Entregue e abandonado a si mesmo, ele cumpre e exerce essas condições, essas
propriedades. No entanto, tornar-se estátua de Apolo, nas mãos de Policleto, ou chegar
às frisas do Paternon, ou vir a ser a escadaria do templo de Paeston, a nada disso o
mármore pode tender pela simples condição do seu modo próprio de ser mármore.
Nenhuma dessas obras, nem a estátua nem a frisa nem a escadaria realizam a
possibilidade que tem o princípio de sua origem e de seu vir a ser no próprio mármore.
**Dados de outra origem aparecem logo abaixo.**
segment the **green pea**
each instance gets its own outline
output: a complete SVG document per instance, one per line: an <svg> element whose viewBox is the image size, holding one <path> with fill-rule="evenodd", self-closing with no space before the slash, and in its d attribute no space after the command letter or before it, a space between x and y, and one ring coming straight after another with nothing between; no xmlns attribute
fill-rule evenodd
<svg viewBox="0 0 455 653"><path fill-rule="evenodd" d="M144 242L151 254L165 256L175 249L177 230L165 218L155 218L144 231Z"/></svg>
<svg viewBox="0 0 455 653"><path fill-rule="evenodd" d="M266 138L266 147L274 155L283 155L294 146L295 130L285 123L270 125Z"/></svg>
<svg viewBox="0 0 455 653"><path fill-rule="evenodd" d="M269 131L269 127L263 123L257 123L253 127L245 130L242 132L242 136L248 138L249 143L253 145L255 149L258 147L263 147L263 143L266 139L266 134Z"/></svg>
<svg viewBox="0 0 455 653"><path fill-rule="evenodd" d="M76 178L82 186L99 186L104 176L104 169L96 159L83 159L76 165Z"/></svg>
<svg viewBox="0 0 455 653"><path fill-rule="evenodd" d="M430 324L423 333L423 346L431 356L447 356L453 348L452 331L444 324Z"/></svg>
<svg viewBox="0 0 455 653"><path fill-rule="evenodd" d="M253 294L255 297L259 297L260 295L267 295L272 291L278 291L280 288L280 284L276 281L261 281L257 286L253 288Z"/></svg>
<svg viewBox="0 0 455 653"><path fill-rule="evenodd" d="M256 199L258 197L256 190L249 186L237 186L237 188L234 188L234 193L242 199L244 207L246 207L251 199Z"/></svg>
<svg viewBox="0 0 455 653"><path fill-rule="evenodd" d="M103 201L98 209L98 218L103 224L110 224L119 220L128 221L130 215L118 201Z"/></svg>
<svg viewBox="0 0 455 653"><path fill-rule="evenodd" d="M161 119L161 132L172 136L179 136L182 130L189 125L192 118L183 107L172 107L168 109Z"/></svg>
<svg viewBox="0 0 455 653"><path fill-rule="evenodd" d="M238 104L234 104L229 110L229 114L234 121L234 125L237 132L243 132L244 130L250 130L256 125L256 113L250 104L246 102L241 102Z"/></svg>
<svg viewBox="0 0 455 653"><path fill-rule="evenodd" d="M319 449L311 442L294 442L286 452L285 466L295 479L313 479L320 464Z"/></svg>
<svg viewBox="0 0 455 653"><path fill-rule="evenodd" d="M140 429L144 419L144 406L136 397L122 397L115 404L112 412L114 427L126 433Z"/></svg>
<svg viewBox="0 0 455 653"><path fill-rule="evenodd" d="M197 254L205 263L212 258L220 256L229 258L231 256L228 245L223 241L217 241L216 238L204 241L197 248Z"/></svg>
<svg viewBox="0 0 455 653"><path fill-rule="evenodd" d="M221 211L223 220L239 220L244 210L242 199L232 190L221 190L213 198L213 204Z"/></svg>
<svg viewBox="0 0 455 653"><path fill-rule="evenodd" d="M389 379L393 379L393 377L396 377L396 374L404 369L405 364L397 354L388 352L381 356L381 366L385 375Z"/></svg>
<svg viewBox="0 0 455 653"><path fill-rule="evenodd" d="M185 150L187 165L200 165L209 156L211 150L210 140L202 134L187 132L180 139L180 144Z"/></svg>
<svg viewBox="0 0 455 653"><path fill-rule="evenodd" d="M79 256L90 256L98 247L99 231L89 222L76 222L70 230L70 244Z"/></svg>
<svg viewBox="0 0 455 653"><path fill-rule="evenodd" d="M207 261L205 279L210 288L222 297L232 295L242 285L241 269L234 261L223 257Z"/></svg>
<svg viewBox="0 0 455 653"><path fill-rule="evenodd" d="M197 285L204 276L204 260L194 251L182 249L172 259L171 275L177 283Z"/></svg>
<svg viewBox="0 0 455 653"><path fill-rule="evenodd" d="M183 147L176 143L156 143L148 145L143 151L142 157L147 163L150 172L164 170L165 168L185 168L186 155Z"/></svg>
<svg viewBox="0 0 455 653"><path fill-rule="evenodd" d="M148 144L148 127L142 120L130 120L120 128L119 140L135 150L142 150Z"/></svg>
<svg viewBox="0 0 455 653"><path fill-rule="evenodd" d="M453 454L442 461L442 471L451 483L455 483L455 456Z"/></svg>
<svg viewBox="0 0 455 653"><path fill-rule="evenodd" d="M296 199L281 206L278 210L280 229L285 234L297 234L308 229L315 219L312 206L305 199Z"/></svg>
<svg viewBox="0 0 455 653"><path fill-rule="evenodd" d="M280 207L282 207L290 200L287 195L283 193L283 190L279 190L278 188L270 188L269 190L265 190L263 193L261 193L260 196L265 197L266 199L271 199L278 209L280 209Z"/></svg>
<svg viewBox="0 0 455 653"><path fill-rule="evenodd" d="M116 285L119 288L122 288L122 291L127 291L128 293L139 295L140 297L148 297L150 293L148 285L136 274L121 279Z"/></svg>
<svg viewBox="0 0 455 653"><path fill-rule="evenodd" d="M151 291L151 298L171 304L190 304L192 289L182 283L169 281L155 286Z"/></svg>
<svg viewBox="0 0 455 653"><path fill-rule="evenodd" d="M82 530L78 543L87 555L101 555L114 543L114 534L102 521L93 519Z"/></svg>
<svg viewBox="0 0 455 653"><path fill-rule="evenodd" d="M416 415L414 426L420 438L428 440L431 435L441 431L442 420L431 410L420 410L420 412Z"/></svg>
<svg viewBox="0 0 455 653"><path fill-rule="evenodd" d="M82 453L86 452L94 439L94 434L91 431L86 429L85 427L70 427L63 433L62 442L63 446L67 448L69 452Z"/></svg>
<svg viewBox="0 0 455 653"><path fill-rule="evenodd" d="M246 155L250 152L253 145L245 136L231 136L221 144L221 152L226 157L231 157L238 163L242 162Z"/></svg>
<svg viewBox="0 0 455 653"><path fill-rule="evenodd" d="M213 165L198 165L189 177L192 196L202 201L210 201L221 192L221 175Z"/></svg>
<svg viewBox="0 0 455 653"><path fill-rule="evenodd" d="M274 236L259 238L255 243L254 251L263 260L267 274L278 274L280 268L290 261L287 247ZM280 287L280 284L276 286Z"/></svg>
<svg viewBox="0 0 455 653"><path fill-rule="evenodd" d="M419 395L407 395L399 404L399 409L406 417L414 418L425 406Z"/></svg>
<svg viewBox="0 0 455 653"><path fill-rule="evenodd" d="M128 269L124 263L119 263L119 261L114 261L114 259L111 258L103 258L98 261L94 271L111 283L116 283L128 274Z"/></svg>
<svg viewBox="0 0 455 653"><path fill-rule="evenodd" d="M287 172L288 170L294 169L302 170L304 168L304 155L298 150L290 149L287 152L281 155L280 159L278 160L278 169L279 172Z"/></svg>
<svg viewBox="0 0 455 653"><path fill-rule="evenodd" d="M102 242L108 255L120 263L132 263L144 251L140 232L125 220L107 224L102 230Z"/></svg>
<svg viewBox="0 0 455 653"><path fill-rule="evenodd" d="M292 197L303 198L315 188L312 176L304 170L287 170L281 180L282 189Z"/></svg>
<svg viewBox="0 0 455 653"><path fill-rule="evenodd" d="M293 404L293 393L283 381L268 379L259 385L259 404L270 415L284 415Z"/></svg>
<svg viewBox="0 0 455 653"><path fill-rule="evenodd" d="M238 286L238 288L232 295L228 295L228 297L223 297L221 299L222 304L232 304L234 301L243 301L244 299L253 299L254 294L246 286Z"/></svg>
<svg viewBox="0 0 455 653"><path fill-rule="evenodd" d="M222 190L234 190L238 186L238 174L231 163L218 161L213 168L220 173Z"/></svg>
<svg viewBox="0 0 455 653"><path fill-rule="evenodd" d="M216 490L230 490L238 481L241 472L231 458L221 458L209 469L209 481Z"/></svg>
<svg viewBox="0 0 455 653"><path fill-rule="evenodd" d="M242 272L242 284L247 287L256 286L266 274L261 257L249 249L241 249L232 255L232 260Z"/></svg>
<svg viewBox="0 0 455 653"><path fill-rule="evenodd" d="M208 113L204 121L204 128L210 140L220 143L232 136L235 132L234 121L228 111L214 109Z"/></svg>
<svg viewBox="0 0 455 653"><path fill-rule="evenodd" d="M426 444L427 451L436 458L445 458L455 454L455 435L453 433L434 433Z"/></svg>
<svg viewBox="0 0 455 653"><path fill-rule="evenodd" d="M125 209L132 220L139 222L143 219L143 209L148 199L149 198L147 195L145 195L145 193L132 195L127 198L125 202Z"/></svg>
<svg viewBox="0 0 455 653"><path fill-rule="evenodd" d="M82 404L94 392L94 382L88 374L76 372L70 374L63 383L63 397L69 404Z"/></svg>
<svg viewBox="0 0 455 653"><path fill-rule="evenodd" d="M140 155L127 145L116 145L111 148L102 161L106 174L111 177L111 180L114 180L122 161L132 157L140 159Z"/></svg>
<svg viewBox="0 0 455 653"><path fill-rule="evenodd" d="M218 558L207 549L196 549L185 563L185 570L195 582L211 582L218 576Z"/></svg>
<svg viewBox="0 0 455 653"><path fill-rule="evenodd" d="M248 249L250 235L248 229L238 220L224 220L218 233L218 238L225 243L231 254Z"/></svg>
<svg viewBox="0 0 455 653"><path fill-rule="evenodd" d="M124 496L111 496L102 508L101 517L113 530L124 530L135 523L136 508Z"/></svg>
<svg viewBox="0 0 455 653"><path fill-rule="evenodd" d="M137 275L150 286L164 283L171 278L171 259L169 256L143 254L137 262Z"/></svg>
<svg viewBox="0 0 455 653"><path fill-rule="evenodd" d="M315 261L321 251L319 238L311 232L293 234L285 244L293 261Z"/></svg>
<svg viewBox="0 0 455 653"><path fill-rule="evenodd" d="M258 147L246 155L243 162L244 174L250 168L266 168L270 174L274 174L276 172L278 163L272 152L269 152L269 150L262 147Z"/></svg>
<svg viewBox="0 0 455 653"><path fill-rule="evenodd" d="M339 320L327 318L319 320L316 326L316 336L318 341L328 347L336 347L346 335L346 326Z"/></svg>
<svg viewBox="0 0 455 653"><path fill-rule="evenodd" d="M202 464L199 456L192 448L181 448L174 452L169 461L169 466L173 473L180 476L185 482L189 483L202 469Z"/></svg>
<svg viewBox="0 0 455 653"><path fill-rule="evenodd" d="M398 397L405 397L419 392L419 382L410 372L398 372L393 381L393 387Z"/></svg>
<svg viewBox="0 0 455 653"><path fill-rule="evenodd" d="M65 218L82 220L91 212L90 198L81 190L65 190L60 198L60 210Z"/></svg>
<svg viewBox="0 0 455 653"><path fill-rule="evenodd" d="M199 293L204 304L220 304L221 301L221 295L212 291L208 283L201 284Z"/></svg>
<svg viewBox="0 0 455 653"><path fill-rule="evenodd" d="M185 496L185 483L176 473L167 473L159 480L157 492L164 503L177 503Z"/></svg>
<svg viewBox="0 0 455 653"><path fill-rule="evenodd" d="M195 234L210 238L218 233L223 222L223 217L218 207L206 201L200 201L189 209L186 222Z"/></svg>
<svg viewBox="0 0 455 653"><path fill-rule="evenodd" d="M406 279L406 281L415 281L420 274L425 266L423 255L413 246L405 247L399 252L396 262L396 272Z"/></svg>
Brilhar ao sol, ocupar o lugar de base, respingar os pingos da chuva, tudo isso o
mármore pode cumprir entregue a si mesmo e por si mesmo. São possibilidades, diz
Aristóteles, hiléticas do mármore, não realizam uma possibilidade a que o mármore
pudesse satisfazer, exigindo, pois, um princípio diferente dele mesmo. Portanto, uma
morphé diferente da hylé mármore.
E por que não? Porque cada um desses vir a ser, na frisa, na estátua, na
escadaria, pressupõe e exige um outro princípio de origem e de sintonização. É
indispensável um outro princípio de articulação e de dinamização. Isto se diz em grego
uma outra morphé, uma outra condição, um modo de ser diferente da simples
modalidade de ser mármore. Supõe, portanto, uma significância, isto é, um vigor de
ultrapassagem, de transcendência do modo de dar-se e de exercer-se do mármore, que
suspenda e integre a matéria do mármore num perfil de sentido, que ultrapassa as
limitações e as condições concretas da realização do mármore. Para tanto, o mármore
não pode ser apenas mármore. Mas tem de assumir, em seu ser mármore, todos os
outros modos de ser e todos os outros seres. Da mesma maneira, o mar pode vir a ser,
por si mesmo, por ser mar, o movimento incessante das ondas, mas não pode ser, por si
mesmo, o sorriso incansável da libertação, de que fala Prometeu, tão logo Hércules lhe
solta a língua, no Cáucaso. É possível para o mar tornar-se por si mesmo revolto, de
força indomável, mas não lhe é possível vir a ser, por si mesmo, “o mar de vagas
abismadas de raiva na tempestade do vento sulino”, que canta o coro de Antígona.
Também não é por si mesmo, em virtude da sua própria realização, que as ondas dão
passagem aos navios gregos ou sustentam os remos das trirremes, durante a batalha de
Salamina. Para chegar a realizar-se uma possibilidade desse nível, pressupõe uma tal
diferença de ser e de essência, que atinja a universalidade do que antes de ser já sempre
era.
Platão no Simpósio, 612, ...me ontos, diz nessa passagem: tudo que responder
pela passagem do não ser para o ser, qualquer que seja, é uma poiesis, é uma criação.
Assim techne é um termo técnico tanto em Platão quanto em Aristóteles. Técnico
significa um termo dotado de uma pregnância, de uma integração de todas as
possibilidades. A palavra techne provém de um substantivo homérico: tekton, que
designa quem trabalha a madeira de qualquer maneira que seja, isto é, quer seja de
maneira refinada, como, por exemplo, o marceneiro, seja de maneira tosca, como, por
exemplo, o carpinteiro. A diferença entre artesão e artista é uma diferença moderna, não
é uma diferença nem grega nem medieval. De tekno derivou-se o verbo teknaino, com o
significado primeiro de talhar a madeira, depois de tecer, tramar, maquinar, de construir
e elaborar, de plasmar alguma coisa. A forma homérica techne diz arte, na acepção
ampla, que inclui tanto o artesão, a indústria, a habilidade, a perícia, o expediente, o
processo, o procedimento e a criação de ser e de deixar ser.